Denver archbishop, writing in Washington Post, decries vandalism of Catholic property

Jonah McKeown   By Jonah McKeown for CNA

 

Vandalism on a door of the Cathedral Basilica of the Immaculate Conception in Denver, Colo., Oct. 10, 2021. / Photo courtesy of Fr. Samuel Morehead.

Denver Newsroom, Nov 19, 2021 / 11:30 am (CNA).

Archbishop Samuel Aquila of Denver this week decried the recent substantial and well-documented rise in vandalism and arson against Catholic property in the United States, calling the targeted destruction “horrifying.”

Writing Nov. 18 in the Washington Post, Aquila noted that the U.S. bishops have logged at least 100 instances of vandalism, arson and destruction of Catholic property nationwide since May 2020.

Incidents include graffiti sprayed on church walls, Catholic statues beheaded or smashed, gravestones desecrated with swastikas, and arson. Many more incidents have likely not been widely reported, he said.

Aquila highlighted, in particular, a graffiti incident at Denver’s Cathedral Basilica of the Immaculate Conception last month, which saw a lone woman— a supporter of abortion rights— spray-paint slogans such as “Satan Lives Here,” “White Supremacists,” and “Child Rapists, LOL” on the historic building’s exterior.

“You would likely have to go back to the early 20th or late 19th centuries, when an influx of Catholic immigrants challenged a mostly Protestant culture, to find so much public antagonism toward the Catholic Church,” Aquila wrote.

Archbishop Samuel J. Aquila says Mass for the Transitional Deacon Ordination in 2020. Archdiocese of Denver, photography: A&D Creative LLC
Archbishop Samuel J. Aquila says Mass for the Transitional Deacon Ordination in 2020. Archdiocese of Denver, photography: A&D Creative LLC

“As Catholics, we recognize that this is a spiritual crisis. We pray for the end to such horrifying attacks and for God’s love to drive out the hate in the perpetrators, regardless of who they have targeted. Yet as Americans, we also clearly see a cultural crisis. People of goodwill, whether religious or not, must condemn and confront the societal trends that encourage attacks on houses of worship — trends that extend far beyond religion.”

Since February 2020 in the Archdiocese of Denver alone, at least 25 parishes or ministry locations are known to have been the target of vandalism, property destruction, or theft.

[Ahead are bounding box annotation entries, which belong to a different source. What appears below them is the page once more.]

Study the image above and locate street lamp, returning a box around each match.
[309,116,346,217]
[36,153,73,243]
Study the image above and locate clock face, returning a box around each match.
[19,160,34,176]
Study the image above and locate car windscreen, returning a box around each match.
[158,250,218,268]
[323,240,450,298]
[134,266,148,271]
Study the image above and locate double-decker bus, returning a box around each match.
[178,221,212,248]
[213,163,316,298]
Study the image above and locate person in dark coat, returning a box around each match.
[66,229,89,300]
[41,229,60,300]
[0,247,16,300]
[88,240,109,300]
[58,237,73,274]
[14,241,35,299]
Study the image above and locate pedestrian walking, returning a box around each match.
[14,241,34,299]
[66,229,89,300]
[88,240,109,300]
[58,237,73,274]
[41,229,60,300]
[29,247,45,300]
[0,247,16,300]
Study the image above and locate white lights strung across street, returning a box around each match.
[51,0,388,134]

Aquila pointed out that Catholics have not been the only religious group targeted in recent months. African American Protestant churches, Buddhist temples, Muslim mosques, Jewish synagogues and cemeteries, and temples of the Church of Jesus Christ of Latter-Day Saints have all suffered attacks of various kinds in the past year and a half.

Overall, hate crimes, which include religiously motivated attacks, will likely set a 20-year record in 2021, Aquila noted.

A desecrated statue of the Blessed Virgin Mary at Holy Family Parish in Citrus Heights, California. . Courtesy photo.
A desecrated statue of the Blessed Virgin Mary at Holy Family Parish in Citrus Heights, California. . Courtesy photo.

“Respectful conversation has given way to spiteful confrontation,” he observed, “Where once people strove for change through the force of intellectual, moral and well-considered arguments, the go-to approach for many is now brute force. It often takes the form of violence or vandalism.”

Aquila wrote that where aggression is a widely accepted reaction to a difference of opinion, “Democracy cannot survive.”

“Everyone has a role in lifting America out of this crisis. Regardless of our individual beliefs, we must regain respect for the dignity of the human person,” Aquila concluded.